気道にある声門の上には、飲食物が気道に入らないよう蓋をし、食道へ誘導する喉頭蓋があります。急性喉頭蓋炎では、喉頭蓋が炎症を起こして腫れて気道が塞がり、重症の場合は窒息してしまう危険性もあります。
喉頭蓋炎は、細菌感染による感染で生じ、多くの場合B型インフルエンザが原因です。初めは風邪に似た症状で、喉に痛みが生じ、物を飲み込む時に痛みが生じます。症状が進行すると、呼吸困難や喘鳴が起こり、発熱などの症状も現れて、窒息死になることもある危険な病気です。扁桃腺や喉などの、視覚出来るところは異常がない事が多く、喉頭ファイバースコピーなどで、確認する必要があります。
症状が軽い場合は、症状の原因である細菌に対して抗生物質などで殺菌し、喉頭蓋の腫れを抑えるステロイドなどの点滴をうって、治療します。呼吸困難の症状がある場合は、気管を切開して気道を確保し、窒息する危険を排除して、喉頭蓋の炎症を鎮めて治療を行います。

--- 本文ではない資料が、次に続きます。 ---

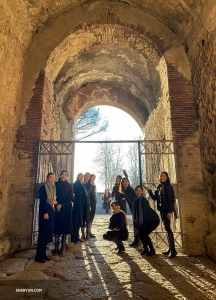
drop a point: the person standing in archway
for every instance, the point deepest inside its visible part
(145, 221)
(80, 207)
(117, 192)
(130, 197)
(92, 194)
(164, 197)
(63, 213)
(46, 217)
(118, 227)
(107, 197)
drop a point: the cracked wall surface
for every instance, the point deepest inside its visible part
(156, 61)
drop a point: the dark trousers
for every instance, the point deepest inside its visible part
(41, 248)
(166, 221)
(123, 206)
(145, 230)
(122, 235)
(107, 205)
(92, 212)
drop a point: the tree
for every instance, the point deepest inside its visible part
(108, 163)
(90, 123)
(133, 162)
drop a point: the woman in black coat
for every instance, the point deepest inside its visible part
(63, 213)
(117, 192)
(164, 195)
(81, 206)
(118, 227)
(107, 197)
(145, 221)
(130, 197)
(46, 217)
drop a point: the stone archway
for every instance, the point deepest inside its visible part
(44, 107)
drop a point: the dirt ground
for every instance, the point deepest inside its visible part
(91, 270)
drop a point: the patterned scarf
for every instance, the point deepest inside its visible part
(50, 191)
(117, 212)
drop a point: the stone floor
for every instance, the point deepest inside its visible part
(91, 270)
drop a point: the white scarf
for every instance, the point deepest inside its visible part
(50, 191)
(117, 212)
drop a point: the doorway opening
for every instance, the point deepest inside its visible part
(153, 156)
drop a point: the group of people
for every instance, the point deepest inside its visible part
(145, 219)
(64, 210)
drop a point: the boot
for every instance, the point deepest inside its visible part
(78, 238)
(88, 230)
(83, 233)
(168, 250)
(55, 252)
(61, 252)
(119, 245)
(91, 234)
(136, 239)
(172, 252)
(151, 247)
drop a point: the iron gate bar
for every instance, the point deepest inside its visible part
(154, 148)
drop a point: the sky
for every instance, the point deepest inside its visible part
(121, 127)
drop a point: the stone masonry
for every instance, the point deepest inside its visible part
(155, 60)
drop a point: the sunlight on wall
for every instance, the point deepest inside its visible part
(121, 127)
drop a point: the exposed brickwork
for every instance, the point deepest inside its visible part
(33, 30)
(22, 196)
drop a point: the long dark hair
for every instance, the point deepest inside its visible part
(79, 176)
(167, 176)
(50, 173)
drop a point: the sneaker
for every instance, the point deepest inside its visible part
(46, 258)
(144, 251)
(40, 260)
(172, 254)
(151, 253)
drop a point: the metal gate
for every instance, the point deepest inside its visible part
(154, 157)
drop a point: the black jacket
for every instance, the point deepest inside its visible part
(165, 199)
(63, 219)
(46, 227)
(81, 206)
(91, 193)
(130, 197)
(143, 213)
(118, 221)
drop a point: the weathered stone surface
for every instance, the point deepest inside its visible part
(111, 276)
(26, 254)
(28, 276)
(154, 60)
(13, 265)
(2, 275)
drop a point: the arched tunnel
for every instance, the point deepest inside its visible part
(154, 60)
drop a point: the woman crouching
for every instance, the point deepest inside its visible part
(118, 227)
(46, 217)
(145, 221)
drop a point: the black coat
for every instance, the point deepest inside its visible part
(63, 219)
(143, 213)
(81, 205)
(91, 193)
(165, 200)
(46, 227)
(130, 197)
(118, 221)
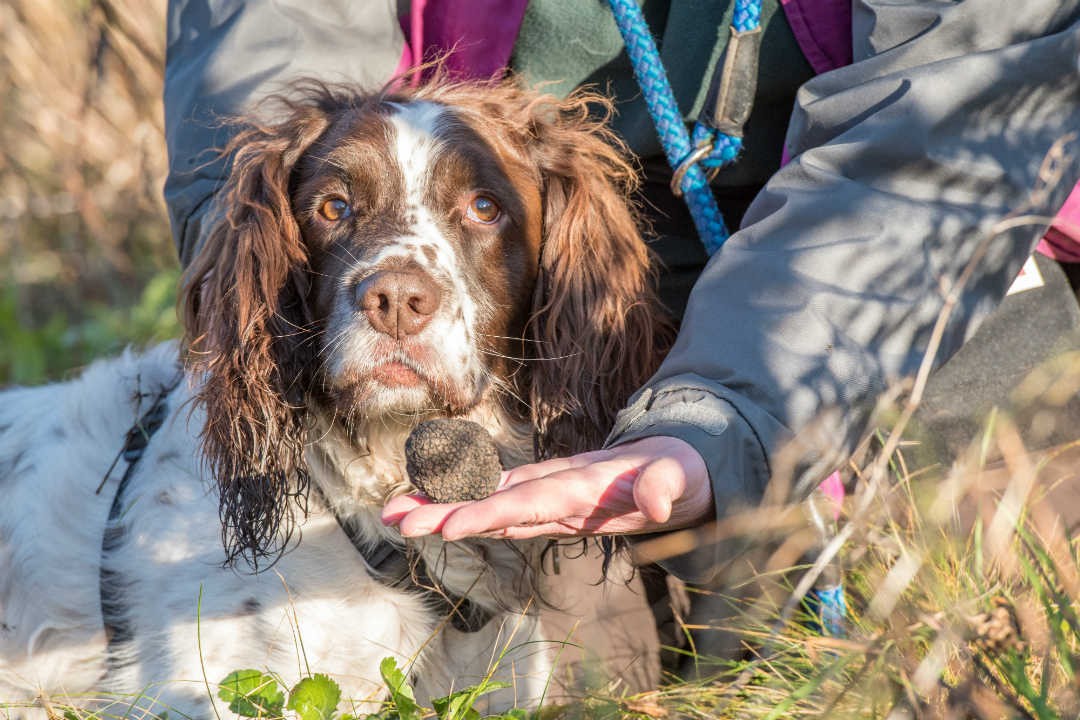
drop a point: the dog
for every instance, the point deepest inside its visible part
(377, 259)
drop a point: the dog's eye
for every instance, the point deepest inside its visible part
(335, 209)
(483, 209)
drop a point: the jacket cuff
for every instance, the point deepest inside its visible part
(710, 418)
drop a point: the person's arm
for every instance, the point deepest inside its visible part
(904, 163)
(224, 56)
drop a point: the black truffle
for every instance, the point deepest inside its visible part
(451, 460)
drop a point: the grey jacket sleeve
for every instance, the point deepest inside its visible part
(225, 55)
(904, 162)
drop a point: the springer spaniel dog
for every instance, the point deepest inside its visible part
(376, 260)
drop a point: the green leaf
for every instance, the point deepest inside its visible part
(401, 692)
(459, 705)
(314, 698)
(252, 694)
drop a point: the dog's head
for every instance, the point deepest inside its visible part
(403, 255)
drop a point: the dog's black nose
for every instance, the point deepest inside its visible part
(399, 302)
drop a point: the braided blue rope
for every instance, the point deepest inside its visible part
(828, 605)
(665, 114)
(669, 122)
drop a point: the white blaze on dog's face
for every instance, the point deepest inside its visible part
(423, 234)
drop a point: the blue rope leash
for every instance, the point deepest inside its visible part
(710, 147)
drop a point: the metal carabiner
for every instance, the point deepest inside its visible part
(699, 153)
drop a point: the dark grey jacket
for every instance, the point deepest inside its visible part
(904, 162)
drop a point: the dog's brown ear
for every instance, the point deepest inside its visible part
(597, 326)
(247, 331)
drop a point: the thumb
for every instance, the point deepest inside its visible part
(659, 485)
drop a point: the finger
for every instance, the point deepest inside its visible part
(402, 505)
(538, 470)
(660, 484)
(531, 531)
(529, 503)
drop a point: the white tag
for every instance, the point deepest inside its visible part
(1028, 279)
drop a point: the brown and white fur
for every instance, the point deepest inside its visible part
(355, 282)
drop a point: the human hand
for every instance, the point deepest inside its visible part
(652, 484)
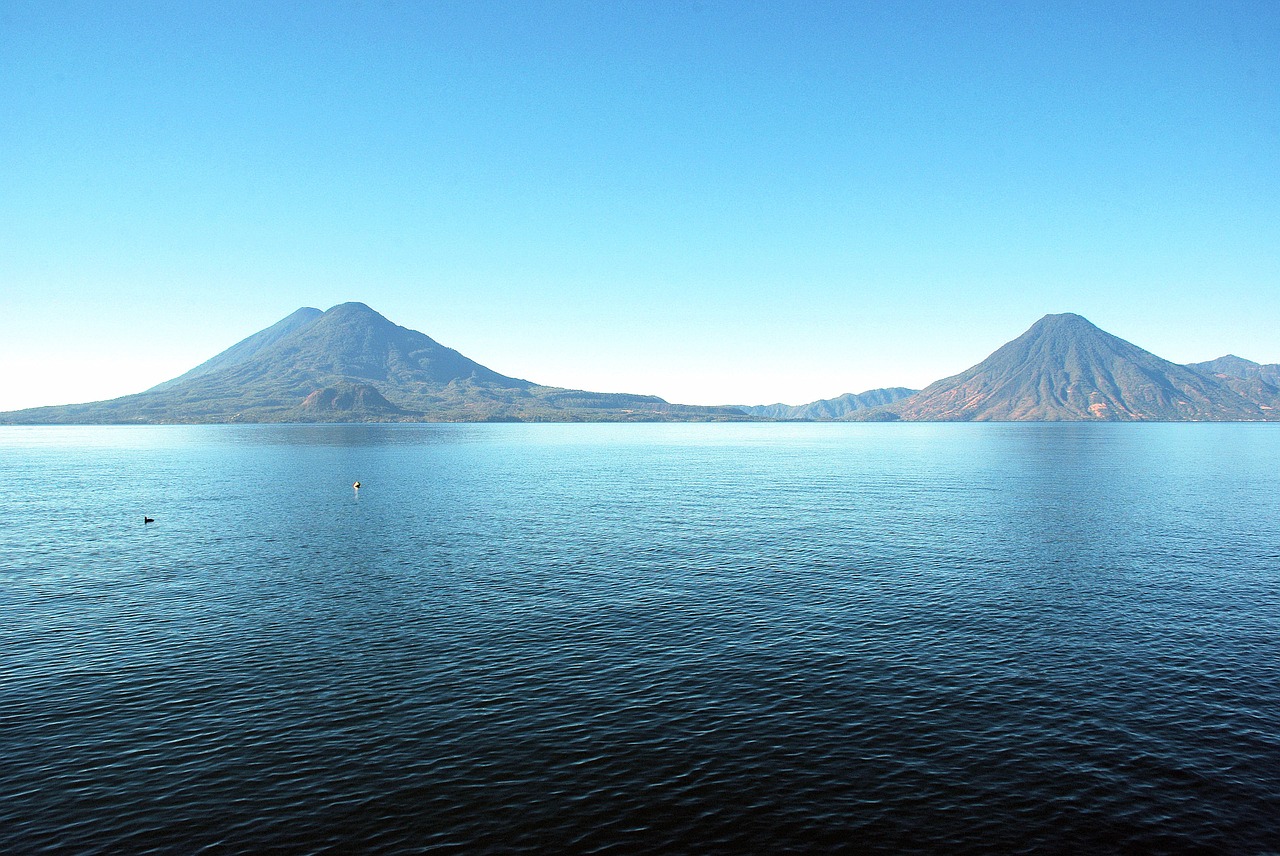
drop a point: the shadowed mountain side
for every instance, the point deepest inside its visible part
(351, 364)
(247, 348)
(1066, 369)
(830, 408)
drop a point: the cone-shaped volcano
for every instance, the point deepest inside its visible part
(1064, 367)
(351, 364)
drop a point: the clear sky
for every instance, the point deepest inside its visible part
(708, 201)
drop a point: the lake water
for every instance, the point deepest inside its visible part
(676, 639)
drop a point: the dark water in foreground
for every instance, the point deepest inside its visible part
(641, 639)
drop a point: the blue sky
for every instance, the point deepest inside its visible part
(707, 201)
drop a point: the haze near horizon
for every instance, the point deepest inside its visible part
(713, 204)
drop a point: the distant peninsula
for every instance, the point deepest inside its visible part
(352, 365)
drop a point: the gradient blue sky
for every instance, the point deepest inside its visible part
(705, 201)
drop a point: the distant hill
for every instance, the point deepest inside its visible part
(1258, 383)
(1233, 366)
(351, 364)
(830, 408)
(1064, 367)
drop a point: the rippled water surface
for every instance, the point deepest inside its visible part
(640, 639)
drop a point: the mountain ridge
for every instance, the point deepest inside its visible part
(351, 364)
(1065, 369)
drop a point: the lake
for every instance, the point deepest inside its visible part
(670, 639)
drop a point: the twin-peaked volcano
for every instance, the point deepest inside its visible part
(1066, 369)
(351, 364)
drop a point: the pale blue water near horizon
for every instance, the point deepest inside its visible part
(640, 639)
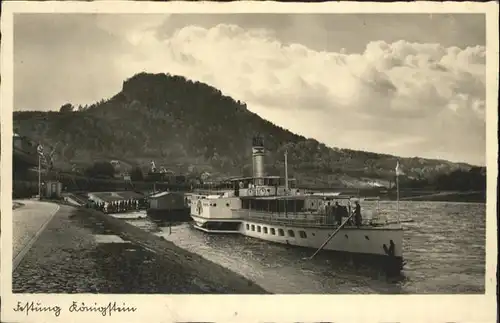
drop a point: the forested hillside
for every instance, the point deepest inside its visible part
(190, 127)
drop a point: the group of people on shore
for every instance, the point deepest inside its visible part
(118, 206)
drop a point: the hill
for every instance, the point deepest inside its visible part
(190, 127)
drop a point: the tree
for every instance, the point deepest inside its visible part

急性喉頭蓋炎の症状は、短時間で急変して悪化するので、早めの治療が重要です。喉頭蓋炎が風邪に似ているので、風邪として診察を受けてしまうと、勘違いされてしまう場合もあるので、喉に違和感を強く感じる場合は、喉頭蓋炎の可能性も考慮しましょう。
原因菌はインフルエンザ菌とされていますが、溶血連鎖球菌などの常在菌でも発生することが分かっています。特に、たばこを吸っている人は、たばこで喉の抵抗力が落ちているので、注意しましょう。